Intel Corporation (INTC): This Could Send Intel Stock Soaring
Here’s Why the Bears Are Wrong on INTC Stock
Intel Corporation (NASDAQ:INTC) stock probably doesn’t sound as exciting nowadays as the newer names in the tech sector. But over the years, Intel stock investors have been handsomely rewarded. In the past 12 months alone, Intel stock surged more than 30%. Not bad for the 48-year-old legacy tech company!
Moreover, unlike many of the newcomers in the tech world, Intel rewards its investors with dividends. In fact, it has been doing so for more than two decades. Paying $0.26 per share on a quarterly basis, Intel stock has an annual dividend yield of 2.78%. In the past five years, the company’s quarterly dividend rate has increased 23.8%.
The best part is that despite its recent surge, INTC stock is not really expensive. Trading at $37.46 apiece on Thursday, the company has a price-to-earnings (P/E) multiple of 18.17x, much lower than the semiconductor industry’s average P/E of 27.72x. Moreover, if you use the expected earnings for Intel’s next fiscal year, you’d see that the company has a forward P/E of just 13.38x.
Of course, the bears can argue that Intel stock is cheap because its future outlook is not that bright. Intel is known for making processors for personal computers, and over the past several decades, the increasing adoption of PC brought huge growth to Intel’s business. But now, PC shipments have slowed down, and if the trend continues, it could impact the chipmaker’s core business.
In fact, it already has. In the second quarter of 2016, Intel’s Client Computing Group revenue slipped three percent year-over-year to $7.3 billion. (Source: “Intel Reports Second-Quarter Revenue of $13.5 Billion,” Intel Corporation, July 20, 2016.)
So, are the good times over for Intel stock? Not really. You see, things are changing rapidly in the tech world, and Intel knows that. While those changes have rendered many companies obsolete, Intel has been extremely adaptive. I believe that Intel can not only adapt to new industry trends, but turn them into growth catalysts for the future.
Cloud computing is one of the hottest fields in tech today. It allows businesses to operate massive amounts of software without having to set up their own servers. According to Forrester Research, the public cloud market could reach $191.0 billion by 2020. (Source: “The Public Cloud market Is Now in Hypergrowth,” Forrester Research, April 24, 2014.)
Right now, Amazon.com, Inc. (NASDAQ:AMZN) and Microsoft Corporation (NASDAQ: MSFT) are the biggest players in the cloud computing industry. But guess which company makes the chips that power nearly all data centers? Yep, it’s Intel.
Intel dominates the server processor market. According to the International Data Corporation (IDC), Intel had 99.2% unit share in the server-class microprocessor market in 2015. (Source: “Gradual Change in Server Microprocessor Market; IDC Expects Competition and Evolving Workloads to Change Supply Ecosystem in 2017,” International Data Corporation, May 31, 2016.)
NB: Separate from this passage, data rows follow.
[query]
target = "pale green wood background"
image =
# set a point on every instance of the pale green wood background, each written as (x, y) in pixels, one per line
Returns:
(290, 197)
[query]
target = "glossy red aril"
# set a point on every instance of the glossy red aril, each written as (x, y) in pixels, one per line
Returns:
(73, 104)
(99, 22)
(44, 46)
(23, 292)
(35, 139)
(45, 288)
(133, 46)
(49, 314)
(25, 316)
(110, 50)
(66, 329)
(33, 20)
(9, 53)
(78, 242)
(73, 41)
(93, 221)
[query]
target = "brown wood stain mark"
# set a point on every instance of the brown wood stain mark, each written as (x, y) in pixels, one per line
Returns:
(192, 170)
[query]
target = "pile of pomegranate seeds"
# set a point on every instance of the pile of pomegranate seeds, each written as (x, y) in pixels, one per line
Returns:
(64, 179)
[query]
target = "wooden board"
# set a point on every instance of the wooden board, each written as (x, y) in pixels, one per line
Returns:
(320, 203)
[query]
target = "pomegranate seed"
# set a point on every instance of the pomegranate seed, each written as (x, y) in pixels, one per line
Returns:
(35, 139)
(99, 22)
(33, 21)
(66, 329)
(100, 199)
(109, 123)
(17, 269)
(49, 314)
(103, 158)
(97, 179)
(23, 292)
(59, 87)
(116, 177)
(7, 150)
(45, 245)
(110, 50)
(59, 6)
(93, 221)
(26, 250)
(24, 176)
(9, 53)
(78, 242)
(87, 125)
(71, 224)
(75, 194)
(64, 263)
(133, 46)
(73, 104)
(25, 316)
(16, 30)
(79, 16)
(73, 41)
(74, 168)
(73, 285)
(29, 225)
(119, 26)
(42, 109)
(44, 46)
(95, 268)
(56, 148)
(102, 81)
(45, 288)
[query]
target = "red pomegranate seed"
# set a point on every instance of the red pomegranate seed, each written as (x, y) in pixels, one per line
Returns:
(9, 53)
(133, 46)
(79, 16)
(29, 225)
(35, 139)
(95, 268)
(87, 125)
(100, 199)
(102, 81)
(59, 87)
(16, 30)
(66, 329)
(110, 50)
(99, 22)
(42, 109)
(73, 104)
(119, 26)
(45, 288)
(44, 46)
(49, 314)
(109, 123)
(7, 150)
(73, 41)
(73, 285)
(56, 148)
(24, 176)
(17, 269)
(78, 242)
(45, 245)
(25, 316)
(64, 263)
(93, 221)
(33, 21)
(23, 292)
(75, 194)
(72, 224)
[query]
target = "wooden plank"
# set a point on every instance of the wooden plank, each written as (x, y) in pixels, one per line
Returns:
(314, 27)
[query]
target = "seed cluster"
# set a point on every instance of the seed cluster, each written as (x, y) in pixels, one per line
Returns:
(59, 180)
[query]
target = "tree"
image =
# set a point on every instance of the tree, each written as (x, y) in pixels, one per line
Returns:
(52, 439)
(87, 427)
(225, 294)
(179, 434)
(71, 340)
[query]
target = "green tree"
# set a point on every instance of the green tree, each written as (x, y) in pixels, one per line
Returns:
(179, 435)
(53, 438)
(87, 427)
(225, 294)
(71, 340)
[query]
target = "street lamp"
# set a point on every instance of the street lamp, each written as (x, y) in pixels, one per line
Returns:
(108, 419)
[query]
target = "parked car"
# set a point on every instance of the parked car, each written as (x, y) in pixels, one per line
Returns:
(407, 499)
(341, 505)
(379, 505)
As more businesses move their computing needs to the cloud, Intel stands to win. In fact, the company’s server chip business is already showing solid growth. In the second quarter, revenue from Intel’s Data Center Group increased by five percent year-over-year to $4.0 billion.
According to Intel’s chief executive officer, Brian Krzanich, average selling prices increased year-over-year for every microprocessor product segment. The highlight of the quarter was its latest “Xeon Phi” accelerator. Krzanich remarked that, “Xeon Phi revenue grew 8x in the first six months of this year versus all of 2015, gaining share in the supercomputing and machine learning segments.” (Source: “Intel (INTC) Brian M. Krzanich on Q2 2016 Results – Earnings Call Transcript,” Seeking Alpha, July 20, 2016.)
And don’t forget that other than having a booming data center business, Intel’s PC segment is far from over. Earlier this month, the company raised its third-quarter revenue expectations; it now expects third-quarter revenue to be between $15.3 billion and $15.9 billion, as compared to the previous guidance range of between $14.4 billion and $15.4 billion. Intel said that the reason for the increase is driven by, “replenishment of PC supply chain inventory.” (Source: “Intel Raises Third-Quarter Revenue Expectations,” Intel Corporation, September 16, 2016.)
The Bottom Line on Intel Stock
Technology changes rapidly. While it’s great to be the one bringing the latest technology to the world, it doesn’t mean that older companies don’t have a chance. By quickly adapting to new industry trends, Intel not only survived, but also built business segments with huge growth potential. INTC stock recently reached a 15-year high, but I think the best is yet to come.